Thursday, January 22, 2015

Treasure Chest Thursday: My Oldest Things

There's just something about holding something old in your own hands. You wonder who else has held the thing you hold in that moment. How did it come down through so many years to land in your hands? How many eyes have passed over it? Who bent over to write upon it? What was your ancestor thinking about the moment the camera captured their face? Were they thinking about you, their descendant, who would one day end up with their photograph in your possession?

I am writing a book on the history of the Mulry family in Indianapolis. I have had the pleasure to meet so many distant relatives in my research for the book, and have had priceless things loaned to me to contribute to the book. Just the other night I met with my grandma's cousin, who she never really knew, and she gave me a funeral register for my great-great-great uncle, Matthew Mulry. Inside were the signatures of so many relatives, including my great-great grandmother. I just ran my fingers over them and thought about how she had stood over this very book to write her name. Living history, right there.

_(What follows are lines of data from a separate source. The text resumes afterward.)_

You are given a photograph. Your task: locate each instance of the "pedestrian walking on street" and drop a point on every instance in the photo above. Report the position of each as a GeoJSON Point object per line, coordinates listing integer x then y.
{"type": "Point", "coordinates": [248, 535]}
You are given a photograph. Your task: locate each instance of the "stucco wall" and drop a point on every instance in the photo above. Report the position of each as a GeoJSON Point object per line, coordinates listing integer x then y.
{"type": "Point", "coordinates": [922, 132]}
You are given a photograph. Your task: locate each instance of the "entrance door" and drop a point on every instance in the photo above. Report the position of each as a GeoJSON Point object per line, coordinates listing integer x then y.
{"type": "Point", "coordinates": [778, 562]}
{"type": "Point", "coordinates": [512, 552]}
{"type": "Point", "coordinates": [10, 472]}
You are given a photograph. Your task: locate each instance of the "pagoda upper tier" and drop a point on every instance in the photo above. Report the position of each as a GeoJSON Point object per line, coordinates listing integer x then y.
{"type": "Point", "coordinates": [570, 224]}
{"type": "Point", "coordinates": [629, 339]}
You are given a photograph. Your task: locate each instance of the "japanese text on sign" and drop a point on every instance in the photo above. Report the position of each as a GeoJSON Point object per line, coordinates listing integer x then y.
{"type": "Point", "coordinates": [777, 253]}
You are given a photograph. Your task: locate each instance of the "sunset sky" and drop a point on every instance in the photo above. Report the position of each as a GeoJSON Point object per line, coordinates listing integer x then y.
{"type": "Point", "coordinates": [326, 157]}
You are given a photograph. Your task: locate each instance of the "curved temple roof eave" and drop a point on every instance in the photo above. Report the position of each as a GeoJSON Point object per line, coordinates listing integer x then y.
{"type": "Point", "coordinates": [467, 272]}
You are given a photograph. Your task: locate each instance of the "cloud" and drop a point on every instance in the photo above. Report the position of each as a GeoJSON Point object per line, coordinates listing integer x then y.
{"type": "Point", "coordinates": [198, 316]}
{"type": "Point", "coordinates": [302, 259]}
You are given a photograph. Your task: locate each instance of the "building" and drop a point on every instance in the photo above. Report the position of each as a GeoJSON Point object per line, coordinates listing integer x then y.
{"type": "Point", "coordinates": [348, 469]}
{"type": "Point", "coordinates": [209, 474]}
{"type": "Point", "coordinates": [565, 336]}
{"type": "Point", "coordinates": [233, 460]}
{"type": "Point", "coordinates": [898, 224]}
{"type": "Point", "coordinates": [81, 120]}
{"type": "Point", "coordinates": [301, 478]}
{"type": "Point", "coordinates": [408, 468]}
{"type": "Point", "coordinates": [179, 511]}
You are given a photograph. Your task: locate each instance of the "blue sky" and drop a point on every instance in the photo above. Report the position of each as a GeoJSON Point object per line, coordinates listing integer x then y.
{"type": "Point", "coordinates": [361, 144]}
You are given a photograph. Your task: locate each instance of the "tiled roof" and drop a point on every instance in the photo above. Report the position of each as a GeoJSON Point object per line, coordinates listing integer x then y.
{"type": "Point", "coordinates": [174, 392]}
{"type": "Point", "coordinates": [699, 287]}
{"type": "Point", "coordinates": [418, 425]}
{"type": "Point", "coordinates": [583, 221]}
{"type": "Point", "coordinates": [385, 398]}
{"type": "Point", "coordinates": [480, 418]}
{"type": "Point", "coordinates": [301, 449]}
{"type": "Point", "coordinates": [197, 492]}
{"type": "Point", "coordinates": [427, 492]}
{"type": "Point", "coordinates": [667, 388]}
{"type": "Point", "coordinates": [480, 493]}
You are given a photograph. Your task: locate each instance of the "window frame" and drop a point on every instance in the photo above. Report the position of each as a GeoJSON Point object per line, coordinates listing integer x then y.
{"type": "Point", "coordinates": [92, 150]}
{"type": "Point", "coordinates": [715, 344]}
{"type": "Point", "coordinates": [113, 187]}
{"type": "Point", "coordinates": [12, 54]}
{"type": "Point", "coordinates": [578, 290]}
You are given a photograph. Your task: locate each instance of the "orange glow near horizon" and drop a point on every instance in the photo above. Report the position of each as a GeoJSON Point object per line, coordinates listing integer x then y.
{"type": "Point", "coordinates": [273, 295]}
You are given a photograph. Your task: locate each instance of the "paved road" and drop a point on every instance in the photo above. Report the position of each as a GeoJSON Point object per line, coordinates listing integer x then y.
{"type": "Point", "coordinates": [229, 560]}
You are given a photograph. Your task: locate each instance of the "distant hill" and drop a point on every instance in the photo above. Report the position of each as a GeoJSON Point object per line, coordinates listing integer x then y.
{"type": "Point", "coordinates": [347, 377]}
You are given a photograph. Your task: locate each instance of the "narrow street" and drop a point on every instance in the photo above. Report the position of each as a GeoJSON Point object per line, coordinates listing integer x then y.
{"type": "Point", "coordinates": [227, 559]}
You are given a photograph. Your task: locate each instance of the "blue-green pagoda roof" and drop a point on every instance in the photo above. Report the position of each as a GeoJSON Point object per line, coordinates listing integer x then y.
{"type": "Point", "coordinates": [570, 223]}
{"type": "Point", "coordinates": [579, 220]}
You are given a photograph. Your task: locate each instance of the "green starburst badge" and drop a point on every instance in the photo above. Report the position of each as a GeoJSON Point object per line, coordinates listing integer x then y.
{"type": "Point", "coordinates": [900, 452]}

This record, below, is what I believe to be the oldest thing in my possession. It is a very fragile handwritten record of the children of Thomas Coen and Phoebe Randle, my great-great-great-great grandparents. I found it in the old family Bible, which dates to the 1860s, given to me by my grandmother. Just think of all the hands it's passed through, and now it's sitting in my desk drawer.  Now that's a treasure chest.





What about you, genealogist? What's the oldest thing in your collection?

1 comment:

  1. The oldest original document in my genealogy collection is an 1823 Certificate of Freedom for James WEBSTER, who was apprenticed to his uncle, John PORTER. It was passed down to James's daughter, Sarah HAZLEWOOD nee WEBSTER (my great-great-grandfather's sister). One of her descendants very kindly gave it to me. This is just one of many examples of how I've benefited from researching siblings of my direct ancestors and contacting their descendants.